Twilight’s Last Gleaming came out ten years too early for the big cinematic Vietnam guilt excoriation cycle that came about after Oliver Stone’s Platoon (1986). There is something about the film that is determined to make a big bold statement about the Vietnam War – by contrast, in Walter Wager’s original 1972 novel, the general was merely trying to clear his name after being convicted for a murder, but the film has added an entire new plot (and a new title) about wanting the truth about Vietnam brought out.
Seen in the retrospective light of the outpouring of anger, betrayal and resentment that Oliver Stone and successors untapped, Twilight’s Last Gleaming seems rather of a potboiler in a teacup about not much at all. The big moral indignation that the film gets worked up about about the Vietnam War being conducted as public relations exercise has been revealed to be rather close to the truth of the situation by the real media anyway, but with considerably less real world outrage and public outcry than the film predicts.

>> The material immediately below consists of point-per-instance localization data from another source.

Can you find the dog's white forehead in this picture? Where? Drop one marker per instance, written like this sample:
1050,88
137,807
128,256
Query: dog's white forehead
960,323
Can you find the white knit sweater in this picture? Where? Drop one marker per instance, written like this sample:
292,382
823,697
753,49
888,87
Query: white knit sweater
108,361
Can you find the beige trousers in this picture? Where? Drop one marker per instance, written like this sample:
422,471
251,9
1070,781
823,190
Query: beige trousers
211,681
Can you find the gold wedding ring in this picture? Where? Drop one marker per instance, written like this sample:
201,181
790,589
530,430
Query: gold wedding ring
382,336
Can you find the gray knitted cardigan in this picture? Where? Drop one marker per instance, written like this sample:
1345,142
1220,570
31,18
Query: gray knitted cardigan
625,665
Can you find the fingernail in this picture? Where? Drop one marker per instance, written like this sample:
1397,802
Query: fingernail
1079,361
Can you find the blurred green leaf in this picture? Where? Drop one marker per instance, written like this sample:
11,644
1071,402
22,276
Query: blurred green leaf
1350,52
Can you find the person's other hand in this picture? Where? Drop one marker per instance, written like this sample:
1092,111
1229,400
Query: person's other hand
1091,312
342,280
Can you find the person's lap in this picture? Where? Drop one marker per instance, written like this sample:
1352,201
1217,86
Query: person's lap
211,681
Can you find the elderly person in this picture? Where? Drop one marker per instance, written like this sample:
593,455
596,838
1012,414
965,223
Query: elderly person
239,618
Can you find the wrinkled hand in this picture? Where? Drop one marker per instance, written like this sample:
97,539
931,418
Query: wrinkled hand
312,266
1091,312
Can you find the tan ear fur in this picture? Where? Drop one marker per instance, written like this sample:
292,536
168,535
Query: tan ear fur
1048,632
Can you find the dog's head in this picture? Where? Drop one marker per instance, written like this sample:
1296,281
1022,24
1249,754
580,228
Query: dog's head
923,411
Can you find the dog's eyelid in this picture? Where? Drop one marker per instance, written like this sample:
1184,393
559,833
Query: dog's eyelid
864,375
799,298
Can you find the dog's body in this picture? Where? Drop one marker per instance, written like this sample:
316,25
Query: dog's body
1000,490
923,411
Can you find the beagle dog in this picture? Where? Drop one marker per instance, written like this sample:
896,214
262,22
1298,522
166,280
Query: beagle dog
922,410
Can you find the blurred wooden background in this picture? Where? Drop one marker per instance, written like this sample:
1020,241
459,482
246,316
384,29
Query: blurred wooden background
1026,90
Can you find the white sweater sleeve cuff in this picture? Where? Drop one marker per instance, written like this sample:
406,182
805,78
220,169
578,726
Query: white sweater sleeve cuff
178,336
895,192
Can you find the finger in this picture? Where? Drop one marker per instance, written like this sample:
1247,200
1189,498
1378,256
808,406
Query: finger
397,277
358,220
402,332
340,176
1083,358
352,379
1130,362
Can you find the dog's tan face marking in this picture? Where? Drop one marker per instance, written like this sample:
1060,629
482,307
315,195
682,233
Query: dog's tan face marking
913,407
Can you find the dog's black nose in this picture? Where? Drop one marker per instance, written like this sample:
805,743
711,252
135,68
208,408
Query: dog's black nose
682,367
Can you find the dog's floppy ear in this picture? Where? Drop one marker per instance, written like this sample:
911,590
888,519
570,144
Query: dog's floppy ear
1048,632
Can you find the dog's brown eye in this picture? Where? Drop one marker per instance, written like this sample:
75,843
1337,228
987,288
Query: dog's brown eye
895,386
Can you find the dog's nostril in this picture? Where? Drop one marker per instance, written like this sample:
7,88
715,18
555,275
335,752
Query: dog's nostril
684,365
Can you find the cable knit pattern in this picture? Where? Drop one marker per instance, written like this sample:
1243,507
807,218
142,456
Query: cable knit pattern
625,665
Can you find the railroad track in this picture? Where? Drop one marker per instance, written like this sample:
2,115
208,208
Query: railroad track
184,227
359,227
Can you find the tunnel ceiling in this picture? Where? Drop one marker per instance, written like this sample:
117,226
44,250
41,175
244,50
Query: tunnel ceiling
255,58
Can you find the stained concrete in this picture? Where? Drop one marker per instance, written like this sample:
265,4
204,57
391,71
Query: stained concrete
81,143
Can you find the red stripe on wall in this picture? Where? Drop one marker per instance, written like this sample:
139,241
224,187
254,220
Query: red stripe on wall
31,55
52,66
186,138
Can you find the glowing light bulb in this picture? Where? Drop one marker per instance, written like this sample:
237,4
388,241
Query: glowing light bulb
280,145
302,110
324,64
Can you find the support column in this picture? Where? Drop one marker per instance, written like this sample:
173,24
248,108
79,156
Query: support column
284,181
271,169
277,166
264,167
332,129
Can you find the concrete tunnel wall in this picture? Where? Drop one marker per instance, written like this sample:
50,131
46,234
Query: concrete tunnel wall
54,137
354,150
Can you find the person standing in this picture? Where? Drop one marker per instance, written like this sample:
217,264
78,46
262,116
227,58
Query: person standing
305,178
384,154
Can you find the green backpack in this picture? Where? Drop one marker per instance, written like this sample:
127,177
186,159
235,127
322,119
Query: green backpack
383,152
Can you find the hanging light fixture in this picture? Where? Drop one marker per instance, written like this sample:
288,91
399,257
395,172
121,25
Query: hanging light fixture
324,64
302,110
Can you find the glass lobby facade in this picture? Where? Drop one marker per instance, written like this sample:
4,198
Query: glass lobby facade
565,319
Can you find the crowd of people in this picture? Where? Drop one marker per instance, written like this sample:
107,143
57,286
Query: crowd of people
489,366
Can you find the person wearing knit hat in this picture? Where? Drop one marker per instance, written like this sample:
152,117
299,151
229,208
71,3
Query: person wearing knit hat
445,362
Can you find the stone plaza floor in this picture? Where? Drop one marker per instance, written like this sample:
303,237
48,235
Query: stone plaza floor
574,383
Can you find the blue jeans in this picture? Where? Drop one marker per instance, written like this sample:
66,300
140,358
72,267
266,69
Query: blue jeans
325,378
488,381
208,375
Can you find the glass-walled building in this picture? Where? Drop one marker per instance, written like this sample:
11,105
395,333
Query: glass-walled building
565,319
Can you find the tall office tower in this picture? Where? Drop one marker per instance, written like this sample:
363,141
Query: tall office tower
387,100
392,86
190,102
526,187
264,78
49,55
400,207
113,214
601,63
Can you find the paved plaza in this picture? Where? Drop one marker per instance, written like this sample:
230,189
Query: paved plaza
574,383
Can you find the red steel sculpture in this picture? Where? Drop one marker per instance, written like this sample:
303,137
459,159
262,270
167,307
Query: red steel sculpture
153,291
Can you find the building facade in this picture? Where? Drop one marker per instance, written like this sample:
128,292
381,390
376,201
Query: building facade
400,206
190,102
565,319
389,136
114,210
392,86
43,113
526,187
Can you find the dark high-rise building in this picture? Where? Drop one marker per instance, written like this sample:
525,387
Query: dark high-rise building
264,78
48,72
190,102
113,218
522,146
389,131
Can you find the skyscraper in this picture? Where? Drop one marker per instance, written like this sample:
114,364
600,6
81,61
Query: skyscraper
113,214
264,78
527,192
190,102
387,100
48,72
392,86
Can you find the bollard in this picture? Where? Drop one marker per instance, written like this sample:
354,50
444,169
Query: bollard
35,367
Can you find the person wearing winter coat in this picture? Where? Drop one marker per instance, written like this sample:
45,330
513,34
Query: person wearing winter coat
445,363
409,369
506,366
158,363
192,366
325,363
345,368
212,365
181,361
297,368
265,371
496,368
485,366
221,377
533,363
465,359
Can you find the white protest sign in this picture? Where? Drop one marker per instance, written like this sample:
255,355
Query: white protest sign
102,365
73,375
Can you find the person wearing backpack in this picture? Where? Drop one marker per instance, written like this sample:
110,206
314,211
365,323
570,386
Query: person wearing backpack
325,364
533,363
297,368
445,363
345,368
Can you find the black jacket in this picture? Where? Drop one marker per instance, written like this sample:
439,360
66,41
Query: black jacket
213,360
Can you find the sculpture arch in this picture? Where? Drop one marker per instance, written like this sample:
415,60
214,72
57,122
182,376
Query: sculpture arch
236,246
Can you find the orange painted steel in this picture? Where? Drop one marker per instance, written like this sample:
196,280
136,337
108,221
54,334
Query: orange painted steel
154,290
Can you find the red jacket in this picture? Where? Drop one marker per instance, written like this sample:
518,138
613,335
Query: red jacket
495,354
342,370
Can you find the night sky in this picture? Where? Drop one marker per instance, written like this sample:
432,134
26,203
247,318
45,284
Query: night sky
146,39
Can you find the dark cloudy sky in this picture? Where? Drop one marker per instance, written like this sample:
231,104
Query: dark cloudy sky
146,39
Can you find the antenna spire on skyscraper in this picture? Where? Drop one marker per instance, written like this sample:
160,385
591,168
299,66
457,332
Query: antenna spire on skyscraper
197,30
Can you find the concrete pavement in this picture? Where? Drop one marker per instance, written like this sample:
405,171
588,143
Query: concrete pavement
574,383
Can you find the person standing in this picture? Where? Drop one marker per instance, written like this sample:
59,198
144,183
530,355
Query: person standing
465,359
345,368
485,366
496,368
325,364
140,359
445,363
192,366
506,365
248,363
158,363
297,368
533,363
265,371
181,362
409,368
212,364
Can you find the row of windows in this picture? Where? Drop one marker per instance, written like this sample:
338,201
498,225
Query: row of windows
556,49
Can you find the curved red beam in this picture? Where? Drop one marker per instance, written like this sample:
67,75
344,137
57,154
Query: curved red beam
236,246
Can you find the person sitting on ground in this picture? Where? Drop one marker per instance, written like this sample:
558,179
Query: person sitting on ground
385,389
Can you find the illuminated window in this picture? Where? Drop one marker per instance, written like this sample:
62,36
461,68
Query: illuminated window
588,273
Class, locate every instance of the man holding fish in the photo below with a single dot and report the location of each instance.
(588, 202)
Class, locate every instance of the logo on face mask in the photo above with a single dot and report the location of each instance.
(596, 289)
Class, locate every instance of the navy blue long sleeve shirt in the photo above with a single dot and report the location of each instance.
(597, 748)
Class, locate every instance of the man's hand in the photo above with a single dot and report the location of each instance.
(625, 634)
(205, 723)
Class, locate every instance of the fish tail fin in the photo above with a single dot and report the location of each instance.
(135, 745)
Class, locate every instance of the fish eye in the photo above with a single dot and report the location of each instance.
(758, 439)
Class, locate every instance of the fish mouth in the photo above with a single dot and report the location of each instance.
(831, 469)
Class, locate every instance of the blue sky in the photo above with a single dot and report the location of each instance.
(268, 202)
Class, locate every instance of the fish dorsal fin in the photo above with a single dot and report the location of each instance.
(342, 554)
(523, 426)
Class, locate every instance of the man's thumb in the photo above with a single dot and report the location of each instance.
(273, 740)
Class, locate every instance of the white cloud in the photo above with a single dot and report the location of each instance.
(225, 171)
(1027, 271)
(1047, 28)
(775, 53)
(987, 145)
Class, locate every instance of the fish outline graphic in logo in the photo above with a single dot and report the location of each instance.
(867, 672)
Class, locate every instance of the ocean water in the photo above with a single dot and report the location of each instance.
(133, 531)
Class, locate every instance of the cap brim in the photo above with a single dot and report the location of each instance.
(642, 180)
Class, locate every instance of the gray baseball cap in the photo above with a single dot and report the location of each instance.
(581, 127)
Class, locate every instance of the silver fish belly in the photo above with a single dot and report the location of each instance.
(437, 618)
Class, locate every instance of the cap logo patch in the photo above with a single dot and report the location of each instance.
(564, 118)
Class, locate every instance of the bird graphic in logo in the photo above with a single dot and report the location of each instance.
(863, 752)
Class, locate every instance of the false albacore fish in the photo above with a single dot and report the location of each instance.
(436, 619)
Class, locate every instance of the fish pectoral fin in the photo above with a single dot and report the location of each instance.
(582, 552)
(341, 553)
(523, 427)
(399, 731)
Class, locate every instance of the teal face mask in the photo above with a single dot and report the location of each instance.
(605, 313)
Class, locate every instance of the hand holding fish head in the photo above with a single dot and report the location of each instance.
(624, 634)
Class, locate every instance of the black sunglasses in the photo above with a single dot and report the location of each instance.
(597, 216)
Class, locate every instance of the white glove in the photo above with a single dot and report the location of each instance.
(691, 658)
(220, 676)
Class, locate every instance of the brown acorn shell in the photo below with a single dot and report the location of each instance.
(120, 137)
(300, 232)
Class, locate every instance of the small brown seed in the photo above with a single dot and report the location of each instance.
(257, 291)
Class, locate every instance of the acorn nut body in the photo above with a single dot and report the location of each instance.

These accusations certainly drew controversy at the time the film came out – all references to the Vietnam War were cut out in some prints, which are missing up to twenty-four minutes of the film. If nothing else, Twilight’s Last Gleaming makes comparison to other films on the subject of nuclear hijacking/terrorism – see the likes of Goldfinger (1964), Thunderball (1965), The Fourth Protocol (1987), Broken Arrow (1995) and Warhead (1996) – which are noticeable in their lack of political subtext. The film makes interesting contrast to Seven Days in May (1964) in which Burt Lancaster plays another rogue general who attempts to conduct a coup to overthrow the President.
The film is only a so-so thriller. It was directed by Robert Aldrich who had come to some distinction with the classic film noir Kiss Me Deadly (1955), war films such as The Dirty Dozen (1967) and The Longest Yard (1974) and of course the Grand Guignol psycho-thrillers What Ever Happened to Baby Jane? (1962) and Hush … Hush, Sweet Charlotte (1964).
By the late 1970s and up until his death in 1983 however, Aldrich seemed like a spent force and kept only turning out duds like The Choirboys (1977) and The Frisco Kid (1979). Aldrich stages some effective suspense with the use of split-screen editing during the various attempts to break-in to the silo but on the whole this emerges as a disappointingly pedestrian film.
Charles Durning is far too shallow an actor to convince as the next-to-saintly President and a gruff Richard Widmark, scrunched up into his ill-fitting uniform, is saddled with some awful lines: “Are you trying to tell me a renegade general has his hands on a Titan missile?” “No sir, that button can launch nine Titan missiles.”